Here's the thing about my boy--he's sweet and loving and sensitive, but he's also mischievous and ornery, and he has a strong sense of justice.

"Just calling it like I see it." There's a dangerous twinkle in his eye that I don't catch until it's too late. He jumps up in the air and lands right in the middle of the puddle. Dirty water splashes everywhere, soaking my shoes and the bottom half of my jeans. Ian's jeans and shirt are completely drenched, but at least they're not DOA like his only pair of shoes are.

My nose scrunches up and my brow furrows, but I swallow back the angry rant that threatens to escape. It's not easy.

"Shit," I say much too harshly. I didn't budget for shoes, even if he is due for a new pair. Frustration wells in my chest and gets comfortable. I try to ignore it, but it's not working. I can't catch a break no matter what corners I cut or how hard I hustle for an extra couple of bucks. Every time I turn around the kid needs something else. This time it's shoes, but before this it was underwear, and before that, it was jeans because he kept climbing the low brick wall at the park and tearing them up. No matter how many times I try to remind him that we have to take care of our things because I can't afford to keep replacing them, he's still hard on his shit. He's an eight-year-old boy, and I know it's going to happen, but that doesn't make the money just materialize out of nowhere to pay for it all.

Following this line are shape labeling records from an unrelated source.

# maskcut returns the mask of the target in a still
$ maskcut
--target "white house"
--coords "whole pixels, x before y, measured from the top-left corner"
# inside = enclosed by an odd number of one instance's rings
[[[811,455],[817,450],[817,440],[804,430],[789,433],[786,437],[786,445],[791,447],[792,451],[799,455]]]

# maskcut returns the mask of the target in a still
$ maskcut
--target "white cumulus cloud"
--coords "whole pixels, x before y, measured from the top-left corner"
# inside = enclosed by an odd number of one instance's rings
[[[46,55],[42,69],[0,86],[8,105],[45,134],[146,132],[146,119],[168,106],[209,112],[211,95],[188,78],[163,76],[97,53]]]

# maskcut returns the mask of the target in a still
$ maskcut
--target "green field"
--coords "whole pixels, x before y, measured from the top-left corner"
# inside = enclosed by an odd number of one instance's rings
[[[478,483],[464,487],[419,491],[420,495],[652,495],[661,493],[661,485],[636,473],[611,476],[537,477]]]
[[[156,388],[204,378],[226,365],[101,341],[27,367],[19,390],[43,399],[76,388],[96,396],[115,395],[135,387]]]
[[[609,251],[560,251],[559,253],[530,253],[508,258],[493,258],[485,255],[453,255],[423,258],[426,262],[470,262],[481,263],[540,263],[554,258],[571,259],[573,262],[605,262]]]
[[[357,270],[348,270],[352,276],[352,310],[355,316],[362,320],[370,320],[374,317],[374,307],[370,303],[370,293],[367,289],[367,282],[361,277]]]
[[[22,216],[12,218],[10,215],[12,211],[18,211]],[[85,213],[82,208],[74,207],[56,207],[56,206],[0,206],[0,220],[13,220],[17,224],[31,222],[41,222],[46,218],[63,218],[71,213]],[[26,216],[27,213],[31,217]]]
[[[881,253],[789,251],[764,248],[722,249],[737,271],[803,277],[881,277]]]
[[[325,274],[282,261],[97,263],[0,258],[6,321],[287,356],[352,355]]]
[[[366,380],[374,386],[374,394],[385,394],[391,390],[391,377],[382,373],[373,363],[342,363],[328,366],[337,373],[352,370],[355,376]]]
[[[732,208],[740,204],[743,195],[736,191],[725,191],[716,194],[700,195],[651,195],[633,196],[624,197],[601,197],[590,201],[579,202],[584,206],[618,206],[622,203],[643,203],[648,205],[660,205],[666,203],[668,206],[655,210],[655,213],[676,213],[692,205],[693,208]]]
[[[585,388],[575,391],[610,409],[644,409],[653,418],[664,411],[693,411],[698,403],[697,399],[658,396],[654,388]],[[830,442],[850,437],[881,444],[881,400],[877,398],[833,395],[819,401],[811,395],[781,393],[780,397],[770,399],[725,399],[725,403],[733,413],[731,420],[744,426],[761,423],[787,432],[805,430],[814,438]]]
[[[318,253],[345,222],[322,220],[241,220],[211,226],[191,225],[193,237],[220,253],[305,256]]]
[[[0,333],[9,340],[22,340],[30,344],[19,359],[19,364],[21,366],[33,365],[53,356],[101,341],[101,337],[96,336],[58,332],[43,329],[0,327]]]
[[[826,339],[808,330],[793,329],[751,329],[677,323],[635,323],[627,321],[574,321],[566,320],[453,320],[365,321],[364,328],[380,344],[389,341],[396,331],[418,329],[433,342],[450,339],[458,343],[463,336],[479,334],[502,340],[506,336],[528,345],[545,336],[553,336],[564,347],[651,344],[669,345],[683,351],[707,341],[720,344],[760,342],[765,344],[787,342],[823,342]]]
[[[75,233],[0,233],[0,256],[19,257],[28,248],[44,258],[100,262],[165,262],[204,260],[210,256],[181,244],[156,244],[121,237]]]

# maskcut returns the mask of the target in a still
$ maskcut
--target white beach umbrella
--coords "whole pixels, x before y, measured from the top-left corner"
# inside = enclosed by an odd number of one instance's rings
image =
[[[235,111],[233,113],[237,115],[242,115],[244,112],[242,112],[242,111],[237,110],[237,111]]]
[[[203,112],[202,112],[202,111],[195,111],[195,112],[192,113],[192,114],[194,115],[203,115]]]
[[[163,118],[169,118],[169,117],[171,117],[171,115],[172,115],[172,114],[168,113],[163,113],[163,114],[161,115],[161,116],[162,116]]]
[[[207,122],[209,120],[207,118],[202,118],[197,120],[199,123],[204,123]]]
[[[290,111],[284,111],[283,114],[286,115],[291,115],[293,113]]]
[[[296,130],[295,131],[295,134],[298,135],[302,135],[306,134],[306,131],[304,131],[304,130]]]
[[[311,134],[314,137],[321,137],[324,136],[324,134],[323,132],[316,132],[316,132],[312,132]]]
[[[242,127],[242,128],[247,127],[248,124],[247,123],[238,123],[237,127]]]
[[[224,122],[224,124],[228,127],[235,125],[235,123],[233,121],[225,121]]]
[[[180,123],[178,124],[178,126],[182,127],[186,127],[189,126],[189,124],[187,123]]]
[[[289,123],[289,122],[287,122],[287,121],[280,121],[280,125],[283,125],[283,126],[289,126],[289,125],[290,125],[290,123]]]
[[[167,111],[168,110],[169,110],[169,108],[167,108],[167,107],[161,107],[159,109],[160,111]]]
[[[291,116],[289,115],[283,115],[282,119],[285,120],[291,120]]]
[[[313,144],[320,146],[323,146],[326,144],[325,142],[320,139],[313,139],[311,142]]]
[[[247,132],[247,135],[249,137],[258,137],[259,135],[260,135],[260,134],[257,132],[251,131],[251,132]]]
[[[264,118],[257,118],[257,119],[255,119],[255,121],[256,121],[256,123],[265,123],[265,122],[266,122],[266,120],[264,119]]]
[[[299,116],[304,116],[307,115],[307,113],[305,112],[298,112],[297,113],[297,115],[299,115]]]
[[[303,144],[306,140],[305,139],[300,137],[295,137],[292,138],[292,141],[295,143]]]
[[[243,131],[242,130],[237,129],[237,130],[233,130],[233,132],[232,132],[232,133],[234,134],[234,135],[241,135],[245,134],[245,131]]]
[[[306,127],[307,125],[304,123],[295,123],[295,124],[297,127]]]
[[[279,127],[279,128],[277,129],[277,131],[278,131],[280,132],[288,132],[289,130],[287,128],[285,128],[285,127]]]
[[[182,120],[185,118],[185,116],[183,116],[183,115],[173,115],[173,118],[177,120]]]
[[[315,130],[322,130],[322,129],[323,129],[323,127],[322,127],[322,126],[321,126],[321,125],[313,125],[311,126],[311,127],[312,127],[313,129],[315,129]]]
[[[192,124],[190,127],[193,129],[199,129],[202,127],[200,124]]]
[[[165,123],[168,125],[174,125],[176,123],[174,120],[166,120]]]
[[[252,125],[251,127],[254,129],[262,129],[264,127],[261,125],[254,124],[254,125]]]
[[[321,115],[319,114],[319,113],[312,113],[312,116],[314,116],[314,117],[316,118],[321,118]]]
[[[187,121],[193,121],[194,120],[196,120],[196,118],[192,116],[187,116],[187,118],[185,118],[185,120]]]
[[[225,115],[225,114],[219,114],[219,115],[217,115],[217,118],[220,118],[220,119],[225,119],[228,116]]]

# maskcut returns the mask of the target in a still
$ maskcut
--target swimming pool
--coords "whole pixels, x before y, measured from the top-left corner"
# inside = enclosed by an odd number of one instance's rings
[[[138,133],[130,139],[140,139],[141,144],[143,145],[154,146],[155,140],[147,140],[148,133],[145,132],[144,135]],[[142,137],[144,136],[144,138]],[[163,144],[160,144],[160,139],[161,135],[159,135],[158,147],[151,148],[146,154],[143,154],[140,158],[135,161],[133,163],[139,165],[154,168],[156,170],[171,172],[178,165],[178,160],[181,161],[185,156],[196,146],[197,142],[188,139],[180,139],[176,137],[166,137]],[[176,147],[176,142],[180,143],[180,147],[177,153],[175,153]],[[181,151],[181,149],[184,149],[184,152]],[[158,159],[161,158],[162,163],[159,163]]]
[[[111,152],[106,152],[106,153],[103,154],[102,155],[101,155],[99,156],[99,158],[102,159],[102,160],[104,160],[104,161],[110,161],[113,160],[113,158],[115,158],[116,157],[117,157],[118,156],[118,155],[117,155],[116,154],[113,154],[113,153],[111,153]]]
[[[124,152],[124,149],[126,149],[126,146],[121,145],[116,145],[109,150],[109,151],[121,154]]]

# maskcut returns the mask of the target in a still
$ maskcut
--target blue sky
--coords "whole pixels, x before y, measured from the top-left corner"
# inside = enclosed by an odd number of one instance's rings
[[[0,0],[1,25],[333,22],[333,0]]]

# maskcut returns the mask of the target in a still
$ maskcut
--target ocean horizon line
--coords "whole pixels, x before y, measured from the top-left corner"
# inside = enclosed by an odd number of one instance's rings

When I finally calm down enough to look at my boy, he's got his eyes trained on the ground and his arms straight down by his sides. If I were really mad and not just giving up on the idea of ever getting ahead, he'd already be in tears and running away. I try so hard to not be that mom who yells all the time, but I slip sometimes, and when I do, it tears us both up. Those are the days where I wonder if I should even have him. Not that I'd give him up now. The state would throw my boy away and label him because of his behavioral issues. I don't care if I have to steal everything he needs for the rest of my life. I won't let him fall into the clutches of a greedy asshole who just wants to collect a paycheck.

"Hey, shit happens, right?" I say and ruffle Ian's dark blond hair. He goes stock still and doesn't look up despite my casual tone. I need to stop the impending meltdown. I don't have the energy for it today. Skipping the whole pick-me-up speech and ignoring the fact that I'm going to pay for this later, I swoop down and pull my boy into a bear hug. When he doesn't fight me, I lift him off the ground with a deep breath and settle him into my arms. He's not such a little boy anymore, and that's never more apparent than when I carry him. It takes a long moment, but eventually he settles against me, snuggles his face into my neck, and wraps his arms around me.